Many business owners fear that any prescription for addressing climate change will require higher taxes and onerous new regulations that will reduce economic growth. Fortunately, our neighbor to the north has proven that there’s a better way. Since 2008, British Columbia has reduced carbon pollution 10-15 percent without increasing the size of government. At the same time, the province’s economy has grown as much or more than the rest of Canada. They accomplished this feat by employing a business-friendly market mechanism that has been advocated by economists across the political spectrum: a revenue-neutral carbon tax, with revenue from taxing carbon pollution dedicated to reductions in existing taxes. It’s not a bigger tax system; it’s a smarter tax system.
Washington state now has the opportunity to implement a similar policy by adopting Initiative 732, which will be submitted to the state legislature in January. The gist of the I-732 tax swap consists of a tax of $25 per metric ton of CO2 levied on all fossil fuels consumed in the state, with the revenue offset by lowering the state sales tax by one full percentage point, effectively eliminating the B&O tax on manufacturers, and funding a tax rebate of up to $1,500 per year for 400,000 low-income working families.
The result would be a meaningful incentive for everyone to reduce pollution without hurting the economy. The sales tax cut offsets higher energy costs for both businesses and consumers alike. Reducing the B&O tax protects manufacturing jobs and businesses. A slow 40-year phase in for agricultural diesel gives farmers time to adapt. Funding the Working Families Tax Rebate provides a real economic boost for low-income families. Furthermore, a steady annual increase in the carbon price of 3.5 percent plus inflation provides businesses with predictability and ensures that state revenue remains stable even as fossil fuel consumption declines. And because the carbon tax is imposed upstream in the energy distribution system, there are no compliance costs for the vast majority of businesses in the state.

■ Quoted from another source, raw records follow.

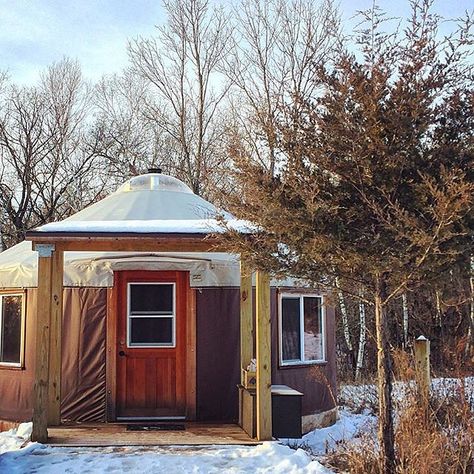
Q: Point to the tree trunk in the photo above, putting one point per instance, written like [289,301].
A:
[345,323]
[470,329]
[384,371]
[405,320]
[362,338]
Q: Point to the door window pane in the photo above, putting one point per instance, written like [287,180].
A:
[151,331]
[151,299]
[290,322]
[10,328]
[313,337]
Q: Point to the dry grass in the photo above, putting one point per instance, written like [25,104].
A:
[435,437]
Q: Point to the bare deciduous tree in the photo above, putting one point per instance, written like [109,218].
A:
[181,63]
[45,171]
[276,47]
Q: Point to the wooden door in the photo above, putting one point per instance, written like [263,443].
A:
[151,344]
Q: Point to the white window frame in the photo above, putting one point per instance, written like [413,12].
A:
[22,328]
[152,314]
[301,297]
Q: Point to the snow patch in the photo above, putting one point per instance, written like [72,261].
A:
[15,438]
[166,226]
[267,458]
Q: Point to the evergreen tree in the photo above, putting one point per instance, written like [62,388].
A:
[375,185]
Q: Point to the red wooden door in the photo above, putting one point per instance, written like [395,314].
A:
[151,343]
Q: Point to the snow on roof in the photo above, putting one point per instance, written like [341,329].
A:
[187,226]
[150,203]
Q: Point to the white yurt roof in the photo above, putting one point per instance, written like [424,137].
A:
[148,203]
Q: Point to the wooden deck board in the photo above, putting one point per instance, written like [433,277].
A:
[114,434]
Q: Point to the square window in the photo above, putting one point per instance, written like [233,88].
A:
[151,315]
[11,328]
[301,329]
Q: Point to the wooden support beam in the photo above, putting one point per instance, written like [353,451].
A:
[246,319]
[422,367]
[263,346]
[54,404]
[127,243]
[41,386]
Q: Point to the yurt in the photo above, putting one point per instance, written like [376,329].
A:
[126,312]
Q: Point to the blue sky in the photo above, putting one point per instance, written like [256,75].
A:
[34,33]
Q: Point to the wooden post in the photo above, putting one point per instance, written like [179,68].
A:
[54,404]
[246,410]
[263,346]
[43,318]
[246,319]
[422,366]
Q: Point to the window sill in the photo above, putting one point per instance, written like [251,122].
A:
[300,365]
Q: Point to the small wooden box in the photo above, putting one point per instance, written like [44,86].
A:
[249,379]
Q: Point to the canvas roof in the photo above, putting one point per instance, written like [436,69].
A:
[150,203]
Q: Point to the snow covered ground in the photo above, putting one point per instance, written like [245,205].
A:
[19,456]
[270,457]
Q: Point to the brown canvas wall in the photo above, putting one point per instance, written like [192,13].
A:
[16,385]
[83,360]
[83,354]
[218,353]
[218,358]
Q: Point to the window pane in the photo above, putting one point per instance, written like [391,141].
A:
[11,329]
[151,331]
[152,298]
[313,340]
[290,326]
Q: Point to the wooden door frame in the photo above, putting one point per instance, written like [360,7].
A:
[111,351]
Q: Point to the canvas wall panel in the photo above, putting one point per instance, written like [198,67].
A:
[218,353]
[83,360]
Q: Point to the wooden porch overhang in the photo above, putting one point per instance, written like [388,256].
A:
[51,247]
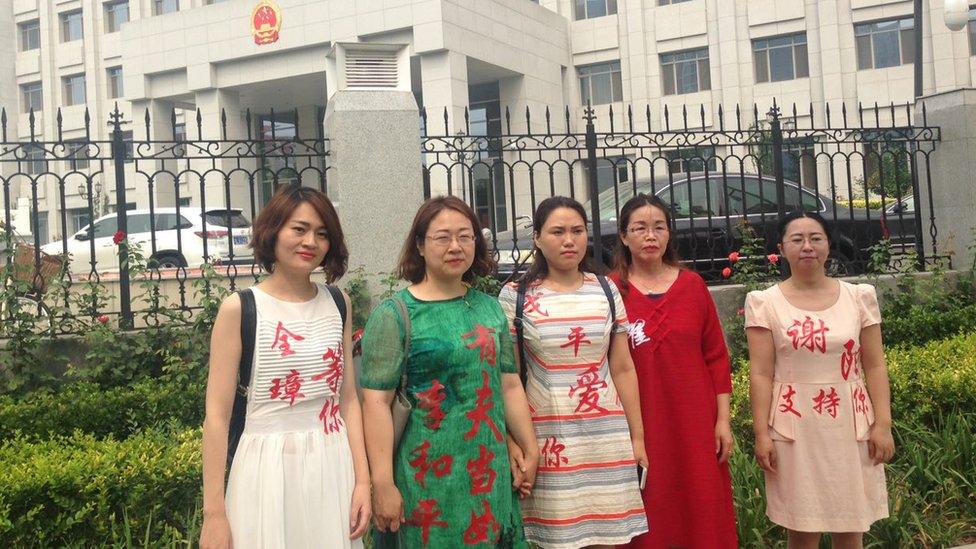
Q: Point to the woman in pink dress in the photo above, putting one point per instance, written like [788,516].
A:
[820,398]
[684,381]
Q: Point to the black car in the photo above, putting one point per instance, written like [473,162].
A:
[710,212]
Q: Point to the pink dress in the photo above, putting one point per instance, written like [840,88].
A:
[821,414]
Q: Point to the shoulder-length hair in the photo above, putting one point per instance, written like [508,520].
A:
[622,258]
[264,232]
[540,267]
[412,266]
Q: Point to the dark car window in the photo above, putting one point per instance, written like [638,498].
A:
[698,203]
[227,218]
[138,223]
[106,227]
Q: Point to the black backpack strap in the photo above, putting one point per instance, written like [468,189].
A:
[405,319]
[518,323]
[249,322]
[613,305]
[248,333]
[340,302]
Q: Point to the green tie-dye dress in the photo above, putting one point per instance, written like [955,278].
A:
[452,463]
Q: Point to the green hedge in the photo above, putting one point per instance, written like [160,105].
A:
[117,412]
[75,490]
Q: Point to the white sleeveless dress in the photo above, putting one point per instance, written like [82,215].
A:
[292,478]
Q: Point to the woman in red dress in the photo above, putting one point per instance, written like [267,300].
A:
[685,384]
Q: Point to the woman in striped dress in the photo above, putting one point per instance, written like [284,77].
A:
[582,392]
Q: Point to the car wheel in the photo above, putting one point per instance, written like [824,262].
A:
[167,261]
[838,264]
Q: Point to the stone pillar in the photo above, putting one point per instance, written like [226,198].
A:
[951,169]
[214,105]
[375,180]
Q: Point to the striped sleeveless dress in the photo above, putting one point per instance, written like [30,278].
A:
[586,491]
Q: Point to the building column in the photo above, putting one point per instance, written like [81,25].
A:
[375,180]
[444,83]
[952,162]
[221,121]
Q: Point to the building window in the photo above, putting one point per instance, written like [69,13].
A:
[972,31]
[36,159]
[588,9]
[71,26]
[77,153]
[74,89]
[885,43]
[31,97]
[600,84]
[162,7]
[780,58]
[30,35]
[691,160]
[114,82]
[685,72]
[116,13]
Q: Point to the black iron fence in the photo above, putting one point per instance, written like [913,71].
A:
[182,197]
[720,171]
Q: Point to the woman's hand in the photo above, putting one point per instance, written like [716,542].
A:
[215,532]
[359,511]
[881,444]
[766,453]
[640,454]
[723,440]
[387,507]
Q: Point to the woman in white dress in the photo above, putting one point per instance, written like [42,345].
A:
[299,477]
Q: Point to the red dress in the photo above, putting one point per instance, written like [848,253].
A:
[682,365]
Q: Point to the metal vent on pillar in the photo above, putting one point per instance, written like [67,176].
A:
[371,69]
[367,66]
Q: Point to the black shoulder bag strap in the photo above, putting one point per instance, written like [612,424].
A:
[248,333]
[613,305]
[340,303]
[517,322]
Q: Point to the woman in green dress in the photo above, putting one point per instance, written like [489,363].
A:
[448,483]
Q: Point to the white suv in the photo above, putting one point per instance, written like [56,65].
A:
[179,238]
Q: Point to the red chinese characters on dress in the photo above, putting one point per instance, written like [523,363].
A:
[330,417]
[425,516]
[588,386]
[484,340]
[482,475]
[431,400]
[809,335]
[283,340]
[480,525]
[440,466]
[576,338]
[828,402]
[861,405]
[552,453]
[289,390]
[787,405]
[332,375]
[532,304]
[479,414]
[849,360]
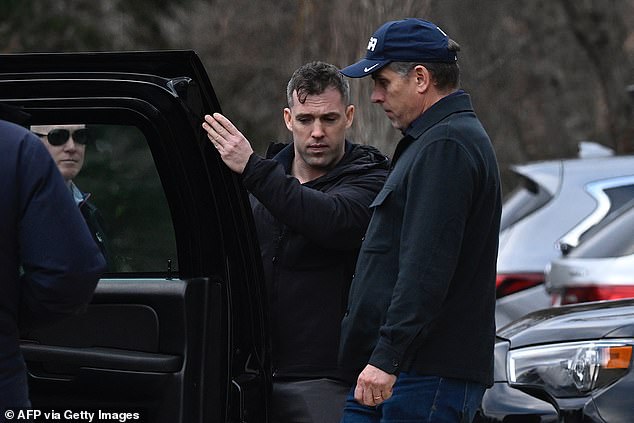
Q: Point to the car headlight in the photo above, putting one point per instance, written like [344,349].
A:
[570,369]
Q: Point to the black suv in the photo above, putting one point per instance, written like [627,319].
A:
[176,330]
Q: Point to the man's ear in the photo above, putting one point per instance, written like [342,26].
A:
[288,118]
[349,115]
[423,78]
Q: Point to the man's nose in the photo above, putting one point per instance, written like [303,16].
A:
[318,130]
[376,96]
[70,144]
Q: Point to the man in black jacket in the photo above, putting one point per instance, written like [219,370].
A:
[311,206]
[420,328]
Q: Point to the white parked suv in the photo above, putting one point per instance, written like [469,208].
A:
[552,208]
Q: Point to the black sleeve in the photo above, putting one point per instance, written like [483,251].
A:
[337,218]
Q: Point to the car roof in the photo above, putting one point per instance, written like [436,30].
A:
[580,171]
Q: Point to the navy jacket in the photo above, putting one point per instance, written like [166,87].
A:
[423,298]
[309,237]
[49,263]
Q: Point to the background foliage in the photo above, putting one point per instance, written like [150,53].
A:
[544,74]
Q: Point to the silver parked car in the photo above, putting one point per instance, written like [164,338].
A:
[556,203]
[601,268]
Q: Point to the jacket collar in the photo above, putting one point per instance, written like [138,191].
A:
[456,102]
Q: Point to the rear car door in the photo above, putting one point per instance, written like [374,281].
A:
[176,330]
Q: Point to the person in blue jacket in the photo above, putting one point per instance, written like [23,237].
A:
[49,263]
[420,326]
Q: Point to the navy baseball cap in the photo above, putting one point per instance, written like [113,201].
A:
[407,40]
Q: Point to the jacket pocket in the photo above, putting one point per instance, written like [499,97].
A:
[380,234]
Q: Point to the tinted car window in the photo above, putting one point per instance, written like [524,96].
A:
[121,177]
[527,197]
[614,238]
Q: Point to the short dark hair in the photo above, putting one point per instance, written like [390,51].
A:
[446,75]
[314,78]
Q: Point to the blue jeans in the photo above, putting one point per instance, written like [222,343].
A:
[420,399]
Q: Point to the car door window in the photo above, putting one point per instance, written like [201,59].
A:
[121,179]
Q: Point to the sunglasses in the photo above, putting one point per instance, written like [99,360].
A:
[60,136]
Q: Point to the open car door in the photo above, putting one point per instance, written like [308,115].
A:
[176,330]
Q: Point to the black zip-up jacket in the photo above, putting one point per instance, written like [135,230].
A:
[423,298]
[309,237]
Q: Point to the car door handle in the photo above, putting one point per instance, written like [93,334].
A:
[73,359]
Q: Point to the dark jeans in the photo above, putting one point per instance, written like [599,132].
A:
[420,399]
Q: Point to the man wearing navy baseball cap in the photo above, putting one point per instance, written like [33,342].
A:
[418,334]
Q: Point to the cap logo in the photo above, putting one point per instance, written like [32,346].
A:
[366,70]
[372,43]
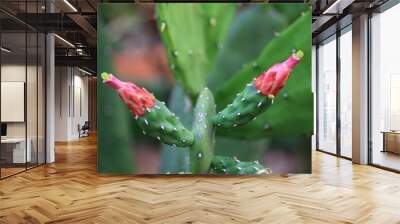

The experience in British Columbia illustrates that an effective carbon tax policy can also promote the growth of new clean energy companies like iTek Energy, Regenis, Ecotech Solar, and Western Solar that create jobs in Whatcom County. Vancouver Mayor Gregor Robertson sees the policy driving economic growth and drawing businesses to the city, stating in a 2014 commentary: “In just six years, [the carbon tax] has proved to be a success in moving our province towards a greener future. At the same time, our economy is thriving, and in Vancouver, it has spurred rapid job growth in a cleaner, greener economy. Renewable energy and clean tech companies are choosing to invest in Vancouver precisely because we are ahead of the curve with a carbon tax.”
I-732 is a fair and cost-effective way to mitigate the risks of carbon pollution while accelerating the growth of innovative and efficient businesses. It is a common-sense solution that both conservatives and progressives can unite behind. By working together, Washingtonians can demonstrate to the rest of the nation how to address climate change in a way that is both pro-environment and pro-business.
Yoram Bauman is a PhD economist and Menno van Wyk is the founder and former CEO of Montrail. Both are members of Carbon Washington’s Executive Committee, the group behind I-732.